From Inc. Magazine April 2014

How government and business worked together to grow an industry in Walla Walla.

It’s hard not to like Walla Walla, a small city (population: 32,000) in the verdant southeastern corner of Washington whose unofficial motto is “the city so nice, they named it twice.” Tyler Tennyson fell in love with the place. When he lost his real estate job, he and his wife left Seattle to turn their hobby–making wine–into a profession.

Tennyson enrolled in Walla Walla Community College’s two-year wine program. The story of Walla Walla’s wine program began in the late 1970s, when the first modern winery opened in the region. By 2000, there were about 20, and local vintners realized they needed more people to keep the industry growing.

So a group worked with Walla Walla Community College president Steven VanAusdle to create a viticulture program. The college raised $5 million in private money; by 2003, the center for Enology and Viticulture was up and running. Three years later, it had its own building, including a state-of-the-art teaching commercial winery, the award-winning College Cellars. The program also has its own vineyard. Local wine professionals helped design the curriculum and facilities to make sure graduates were job ready.

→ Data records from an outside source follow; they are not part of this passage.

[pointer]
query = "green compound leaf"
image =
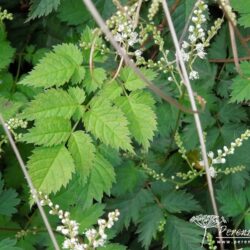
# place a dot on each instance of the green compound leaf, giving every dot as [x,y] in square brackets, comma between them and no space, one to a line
[56,68]
[108,124]
[142,119]
[8,200]
[42,8]
[150,219]
[51,168]
[51,103]
[132,81]
[49,131]
[130,206]
[241,85]
[100,180]
[181,235]
[83,152]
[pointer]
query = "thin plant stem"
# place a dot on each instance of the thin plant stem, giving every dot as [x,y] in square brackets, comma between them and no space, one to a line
[185,77]
[99,20]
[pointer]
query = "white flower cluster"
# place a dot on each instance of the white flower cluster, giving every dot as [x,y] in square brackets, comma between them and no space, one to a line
[153,9]
[70,228]
[196,38]
[196,32]
[5,15]
[123,27]
[97,238]
[14,123]
[229,10]
[222,153]
[229,151]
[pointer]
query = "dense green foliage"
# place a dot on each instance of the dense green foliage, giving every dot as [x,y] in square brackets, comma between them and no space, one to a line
[95,139]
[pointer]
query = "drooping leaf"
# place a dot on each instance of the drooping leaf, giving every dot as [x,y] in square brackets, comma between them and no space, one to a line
[150,218]
[83,152]
[49,131]
[51,103]
[130,206]
[182,235]
[56,68]
[142,119]
[8,200]
[51,168]
[108,124]
[41,8]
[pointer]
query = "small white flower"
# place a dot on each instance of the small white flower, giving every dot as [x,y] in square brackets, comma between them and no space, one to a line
[212,172]
[118,37]
[192,38]
[185,45]
[191,28]
[121,28]
[185,55]
[138,53]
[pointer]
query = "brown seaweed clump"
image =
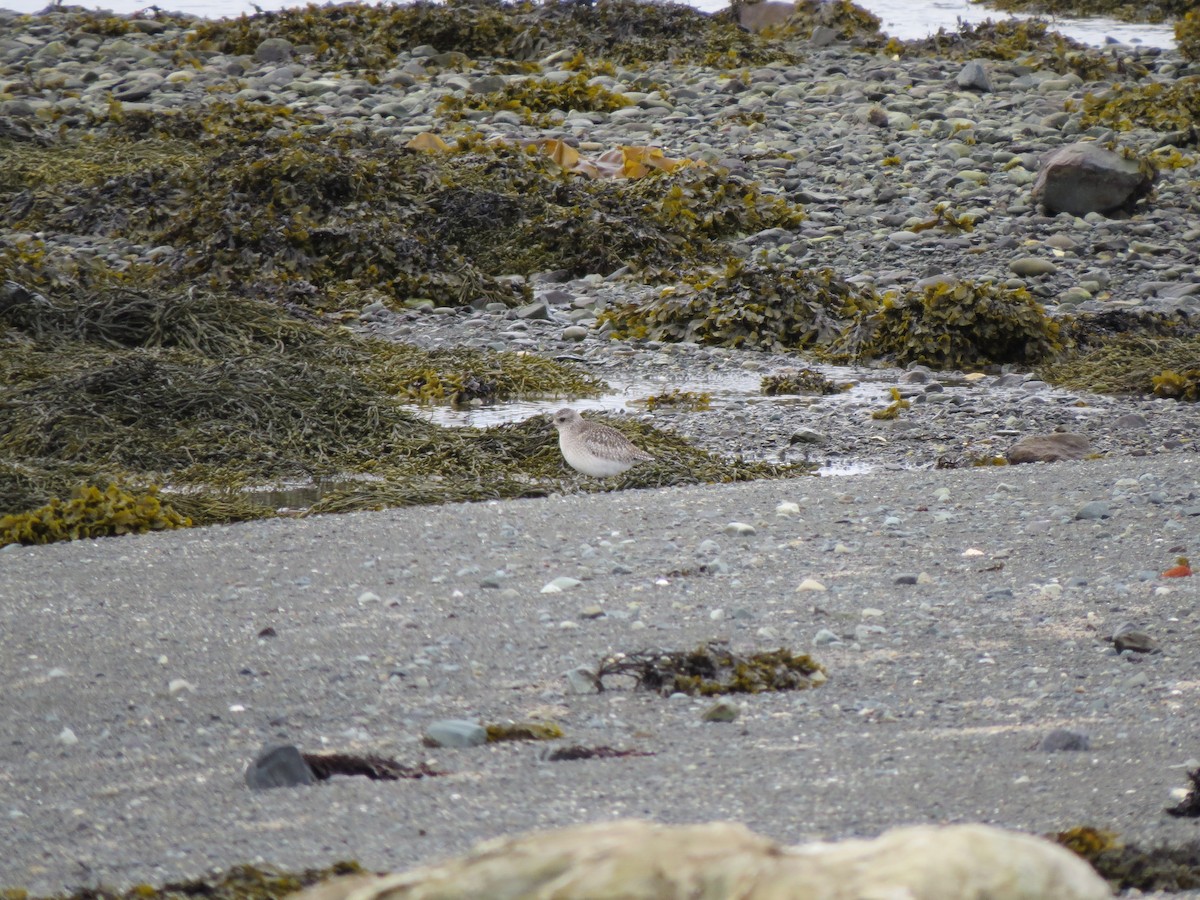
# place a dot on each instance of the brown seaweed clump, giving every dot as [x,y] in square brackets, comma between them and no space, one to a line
[713,669]
[1129,867]
[1121,10]
[1030,40]
[91,513]
[241,882]
[1132,353]
[960,325]
[747,305]
[1187,35]
[361,36]
[1161,107]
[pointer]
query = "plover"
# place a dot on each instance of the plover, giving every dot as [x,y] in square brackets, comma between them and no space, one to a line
[594,449]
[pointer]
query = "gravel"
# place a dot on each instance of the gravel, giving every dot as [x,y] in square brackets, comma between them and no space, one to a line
[964,616]
[941,687]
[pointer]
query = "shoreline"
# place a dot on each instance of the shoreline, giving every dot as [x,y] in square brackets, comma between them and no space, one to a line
[385,622]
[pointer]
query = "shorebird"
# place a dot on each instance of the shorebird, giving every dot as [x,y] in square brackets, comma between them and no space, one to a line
[594,449]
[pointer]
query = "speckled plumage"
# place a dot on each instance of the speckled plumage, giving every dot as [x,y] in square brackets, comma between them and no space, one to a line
[594,449]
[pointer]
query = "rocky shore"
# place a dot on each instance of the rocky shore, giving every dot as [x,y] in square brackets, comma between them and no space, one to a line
[871,141]
[963,615]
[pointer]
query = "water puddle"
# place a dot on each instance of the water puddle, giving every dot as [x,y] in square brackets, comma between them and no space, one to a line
[905,19]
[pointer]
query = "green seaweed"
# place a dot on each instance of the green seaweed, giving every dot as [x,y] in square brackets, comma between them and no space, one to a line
[91,513]
[804,381]
[1157,106]
[1187,35]
[523,731]
[359,36]
[1131,867]
[1113,9]
[747,305]
[713,669]
[958,325]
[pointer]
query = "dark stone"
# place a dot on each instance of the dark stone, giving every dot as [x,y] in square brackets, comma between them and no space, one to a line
[975,77]
[279,767]
[1086,178]
[1061,739]
[1049,448]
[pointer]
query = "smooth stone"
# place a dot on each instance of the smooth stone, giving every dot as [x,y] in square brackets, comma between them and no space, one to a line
[630,858]
[973,76]
[455,733]
[1086,178]
[1032,265]
[723,711]
[1049,448]
[1061,739]
[582,679]
[279,767]
[1096,509]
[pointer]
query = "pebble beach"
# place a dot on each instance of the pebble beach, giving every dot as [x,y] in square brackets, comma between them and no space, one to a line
[961,615]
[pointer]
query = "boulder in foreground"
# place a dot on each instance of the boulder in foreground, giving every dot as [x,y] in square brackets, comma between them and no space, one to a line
[1086,178]
[643,861]
[1050,448]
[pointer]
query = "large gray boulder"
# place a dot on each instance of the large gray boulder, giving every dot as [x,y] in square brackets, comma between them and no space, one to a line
[642,861]
[1050,448]
[1086,178]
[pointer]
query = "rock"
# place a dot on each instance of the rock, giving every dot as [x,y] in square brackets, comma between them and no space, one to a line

The two-year program now admits up to 30 people at a time; students start during the annual “crush” and learn grape selection, growing, harvesting, fermenting, barreling, blending, and marketing. Graduates get a complete set of working skills, as well as two internationally recognized certificates, one in viticulture, the other in enology.

“It’s a book education but also a practical one,” says Tennyson, who graduated in 2011 and is cellar master at nearby Seven Hills Winery. Most graduates stay in the region, and job placement is more than 80 percent. There are about 120 working wineries in the Walla Walla region, and the industry supports almost 15 percent of local jobs, up from less than 1 percent in 1997.

No one gives WWCC’s program all the credit, but it has been catalytic. Says Norm McKibben, of the Pepper Bridge Winery and one of the original advisers, “When we got started, there weren’t many wineries. I never would have guessed how successful it would become.”